Epidemiological Disease Surveillance Using Public Media Text Mining
Andrea Villanes Arellano, North Carolina State University
Despite the improvement in health conditions across the world, communicable diseases remain among the leading mortality causes in many countries. Combating communicable diseases depends on surveillance, preventive measures, outbreak investigation, and the establishment of control mechanisms. However, delays in obtaining country-level data of confirmed communicable disease cases, such as dengue fever, are prompting new efforts for short- to medium-term data. In this paper, we propose the creation of a surveillance tool for communicable diseases, with a focus on dengue fever, by analyzing data on public media.

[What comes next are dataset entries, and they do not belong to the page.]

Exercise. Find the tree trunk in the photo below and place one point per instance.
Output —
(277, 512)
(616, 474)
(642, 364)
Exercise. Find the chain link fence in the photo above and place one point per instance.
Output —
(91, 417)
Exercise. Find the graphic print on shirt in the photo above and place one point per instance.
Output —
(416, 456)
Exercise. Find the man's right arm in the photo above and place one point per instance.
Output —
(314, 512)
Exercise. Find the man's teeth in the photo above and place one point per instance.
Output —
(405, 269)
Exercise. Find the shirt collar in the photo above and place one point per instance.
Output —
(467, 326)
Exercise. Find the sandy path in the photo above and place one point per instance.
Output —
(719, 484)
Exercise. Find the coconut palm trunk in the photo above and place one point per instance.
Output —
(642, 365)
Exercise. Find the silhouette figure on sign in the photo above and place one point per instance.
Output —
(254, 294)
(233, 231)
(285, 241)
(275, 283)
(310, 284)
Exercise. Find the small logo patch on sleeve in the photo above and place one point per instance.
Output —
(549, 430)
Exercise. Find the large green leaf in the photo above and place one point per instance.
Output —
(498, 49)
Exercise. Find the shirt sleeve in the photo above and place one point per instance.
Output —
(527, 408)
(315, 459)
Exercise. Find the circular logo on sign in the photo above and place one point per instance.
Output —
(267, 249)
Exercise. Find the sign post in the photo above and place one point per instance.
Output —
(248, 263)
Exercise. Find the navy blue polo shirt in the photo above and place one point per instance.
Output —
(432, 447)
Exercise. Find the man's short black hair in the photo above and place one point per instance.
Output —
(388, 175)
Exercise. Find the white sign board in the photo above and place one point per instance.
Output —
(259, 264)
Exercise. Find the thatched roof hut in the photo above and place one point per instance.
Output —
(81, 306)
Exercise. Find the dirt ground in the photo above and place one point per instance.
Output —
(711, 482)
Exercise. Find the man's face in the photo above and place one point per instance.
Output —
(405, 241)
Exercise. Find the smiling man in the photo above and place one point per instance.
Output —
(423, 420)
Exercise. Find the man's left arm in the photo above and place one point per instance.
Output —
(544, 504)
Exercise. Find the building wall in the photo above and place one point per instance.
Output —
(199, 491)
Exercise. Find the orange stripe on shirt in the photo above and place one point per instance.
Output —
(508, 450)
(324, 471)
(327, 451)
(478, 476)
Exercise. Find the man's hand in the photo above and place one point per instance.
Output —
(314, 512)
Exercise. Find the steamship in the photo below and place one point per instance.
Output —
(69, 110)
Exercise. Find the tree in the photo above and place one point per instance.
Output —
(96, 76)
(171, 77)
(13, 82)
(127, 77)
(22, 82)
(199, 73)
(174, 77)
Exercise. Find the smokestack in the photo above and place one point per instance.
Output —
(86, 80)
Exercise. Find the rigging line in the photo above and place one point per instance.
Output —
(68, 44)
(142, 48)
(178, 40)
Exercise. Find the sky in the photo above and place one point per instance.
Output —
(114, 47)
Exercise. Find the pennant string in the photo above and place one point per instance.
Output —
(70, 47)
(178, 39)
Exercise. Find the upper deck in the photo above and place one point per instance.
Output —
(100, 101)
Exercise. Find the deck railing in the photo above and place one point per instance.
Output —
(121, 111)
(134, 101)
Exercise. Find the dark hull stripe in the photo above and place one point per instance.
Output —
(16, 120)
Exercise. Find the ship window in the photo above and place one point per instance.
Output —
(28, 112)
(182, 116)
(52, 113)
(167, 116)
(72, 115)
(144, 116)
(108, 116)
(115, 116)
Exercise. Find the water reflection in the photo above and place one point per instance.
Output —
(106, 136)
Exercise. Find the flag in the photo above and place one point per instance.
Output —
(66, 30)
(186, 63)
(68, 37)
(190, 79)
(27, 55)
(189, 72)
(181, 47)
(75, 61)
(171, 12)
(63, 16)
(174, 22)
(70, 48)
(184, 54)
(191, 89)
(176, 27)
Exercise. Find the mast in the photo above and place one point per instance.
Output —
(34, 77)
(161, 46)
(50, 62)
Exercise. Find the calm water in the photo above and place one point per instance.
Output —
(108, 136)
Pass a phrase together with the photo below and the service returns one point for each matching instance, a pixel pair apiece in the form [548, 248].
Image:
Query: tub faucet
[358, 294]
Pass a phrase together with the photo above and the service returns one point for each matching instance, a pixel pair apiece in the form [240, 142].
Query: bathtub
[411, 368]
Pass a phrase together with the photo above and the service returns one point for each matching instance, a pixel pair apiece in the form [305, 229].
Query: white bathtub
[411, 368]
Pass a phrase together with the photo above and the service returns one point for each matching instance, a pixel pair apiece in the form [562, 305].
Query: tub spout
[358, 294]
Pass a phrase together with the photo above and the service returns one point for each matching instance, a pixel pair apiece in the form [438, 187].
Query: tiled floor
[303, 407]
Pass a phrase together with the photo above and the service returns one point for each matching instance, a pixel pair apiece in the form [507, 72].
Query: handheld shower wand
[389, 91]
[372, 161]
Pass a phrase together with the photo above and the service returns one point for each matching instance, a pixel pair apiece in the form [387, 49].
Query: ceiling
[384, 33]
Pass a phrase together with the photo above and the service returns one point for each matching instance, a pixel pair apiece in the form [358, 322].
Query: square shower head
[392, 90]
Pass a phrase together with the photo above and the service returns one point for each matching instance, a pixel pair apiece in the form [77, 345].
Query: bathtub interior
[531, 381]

Our research offers the following novel contributions to text analytics, sentiment analysis, epidemiology, and visualization areas: (1) an alternative method for near real-time estimation of disease outbreak, spread, and response based on text analytics of public media sources like newspapers and social media; (2) identification of topics extracted from epidemiological news articles using text mining cluster analysis and topic analysis, which has not been used before in public health surveillance systems; (3) comparison of existing text mining classification techniques to accurately predict news article topics; (4) creation of a communicable disease sentiment dictionary by extending an existing dictionary with epidemiological terms and their associated sentiments, this sentiment dictionary can be used to estimate sentiment in the area of public health; (5) creation of a streamgraph inspired technique to display evolution of topics over time, incorporating known trends to allow for comparison; (6) integration of our cluster, categorization, sentiment analysis, and visualization techniques into an interactive web-based tool that allows domain experts to monitor dengue fever. This tool can be used as the basis for monitoring other communicable diseases in the future.